The location of the sanitary pipe, however, was accurately depicted on the contract drawings. The plaintiff, before disturbing the soil to a depth of 6 inches below the ground surface in the area shown to contain the pipe, undoubtedly had an obligation to exercise due diligence in attempting to determine the depth of the top of the pipe below the surface, as the plaintiff was aware that the pulverizing machine might damage the pipe. In an effort to discharge that obligation, the plaintiff measured the depth of the sanitary pipe at the cleanout point and at the lower end; and concluded, upon the basis of these data, the change in the elevation of the ground surface from the upper end to the lower end of the pipe, and past experience in such situations, that the top of the sanitary pipe was more than 6 inches below the surface of the ground throughout the area to be affected by the pulverizing operation.
The court concludes that the plaintiff exercised the necessary due diligence in connection with this matter; and that the damage to the sanitary pipe was due to the defendant’s failure to furnish to the contractor accurate information regarding the depth of the sanitary pipe below the surface of the ground. Accordingly, the plaintiff is entitled to recover $1,195 on this particular claim.
Retainage
The plaintiff presented evidence at the trial—and the defendant conceded— that the defendant is still withholding $10,-000 of the contract price.
The defendant presented evidence to the effect that, at the time of the trial, the plaintiff still had not completed one item of work required by the terms of the contract. This item was described as a defect in the roof of the Reserve Center which caused some “ponding” of rainfall on the roof, instead of all rainfall draining properly from the roof. The representative of the defendant further testified that the Navy Department will promptly pay the retained $10,000 to the plaintiff as soon as the necessary work on the roof is completed and an invoice is submitted to the Navy Department.
No evidence was presented by the plaintiff to show that $10,000 is an excessively high amount of retainage to serve as a guaranty that the roof defect will be corrected.
Consequently, the plaintiff is not entitled to recover, in this litigation, the $10,000 retained by the defendant. The rejection of this particular claim in the present litigation is without prejudice to the right of the plaintiff to file another complaint on this claim if the Navy Department fails to pay the $10,000 to the plaintiff within a reasonable period of time after the plaintiff completes the work on the roof of the Reserve Center and submits an invoice to the Navy Department.

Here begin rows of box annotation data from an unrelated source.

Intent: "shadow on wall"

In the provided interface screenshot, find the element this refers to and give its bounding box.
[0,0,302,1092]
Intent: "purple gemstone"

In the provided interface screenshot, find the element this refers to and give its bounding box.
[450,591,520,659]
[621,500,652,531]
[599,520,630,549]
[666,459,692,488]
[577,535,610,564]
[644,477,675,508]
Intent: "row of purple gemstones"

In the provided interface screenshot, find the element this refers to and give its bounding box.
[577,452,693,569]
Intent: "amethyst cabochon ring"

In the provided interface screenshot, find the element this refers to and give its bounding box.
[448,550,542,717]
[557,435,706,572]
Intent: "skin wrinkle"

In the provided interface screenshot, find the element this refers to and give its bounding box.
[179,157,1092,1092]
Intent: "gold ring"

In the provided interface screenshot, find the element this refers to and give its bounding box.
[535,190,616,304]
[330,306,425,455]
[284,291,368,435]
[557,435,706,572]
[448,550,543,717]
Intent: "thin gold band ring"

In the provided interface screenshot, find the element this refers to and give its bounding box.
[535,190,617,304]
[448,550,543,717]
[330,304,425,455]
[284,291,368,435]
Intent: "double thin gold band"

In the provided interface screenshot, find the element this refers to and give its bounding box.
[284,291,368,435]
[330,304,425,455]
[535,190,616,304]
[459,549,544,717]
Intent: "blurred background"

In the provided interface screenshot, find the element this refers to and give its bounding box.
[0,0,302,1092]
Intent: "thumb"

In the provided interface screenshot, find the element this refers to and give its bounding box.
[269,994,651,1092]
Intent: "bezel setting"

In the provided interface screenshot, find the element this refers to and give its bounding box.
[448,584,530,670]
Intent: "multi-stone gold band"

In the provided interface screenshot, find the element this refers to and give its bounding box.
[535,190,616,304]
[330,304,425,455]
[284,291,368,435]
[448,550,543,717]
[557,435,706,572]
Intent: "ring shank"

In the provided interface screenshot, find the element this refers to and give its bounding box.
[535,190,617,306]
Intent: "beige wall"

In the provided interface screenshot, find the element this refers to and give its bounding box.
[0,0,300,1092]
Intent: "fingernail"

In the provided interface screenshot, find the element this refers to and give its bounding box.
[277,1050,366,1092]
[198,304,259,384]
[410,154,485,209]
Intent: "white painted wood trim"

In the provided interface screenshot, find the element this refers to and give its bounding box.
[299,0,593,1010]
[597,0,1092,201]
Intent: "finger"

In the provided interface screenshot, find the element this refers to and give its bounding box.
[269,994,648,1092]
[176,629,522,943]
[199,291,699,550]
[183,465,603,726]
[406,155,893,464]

Upon the facts as found by the court, the court concludes as a matter of law that the plaintiff is entitled to recover $15,845 on its claims with respect to the construction of the two new storm sewer lines and the repair of the broken sanitary pipe, and is not entitled to recover on any of the other claims set out in the complaint.
The clerk will enter judgment for the plaintiff in the amount of $15,845.
No costs.
IT IS SO ORDERED.
. The plaintiff used the so-called Eichleay formula in computing the amount of the daily rate for the overhead. Under the circumstances, it is unnecessary to discuss the acceptability of the Eichleay formula.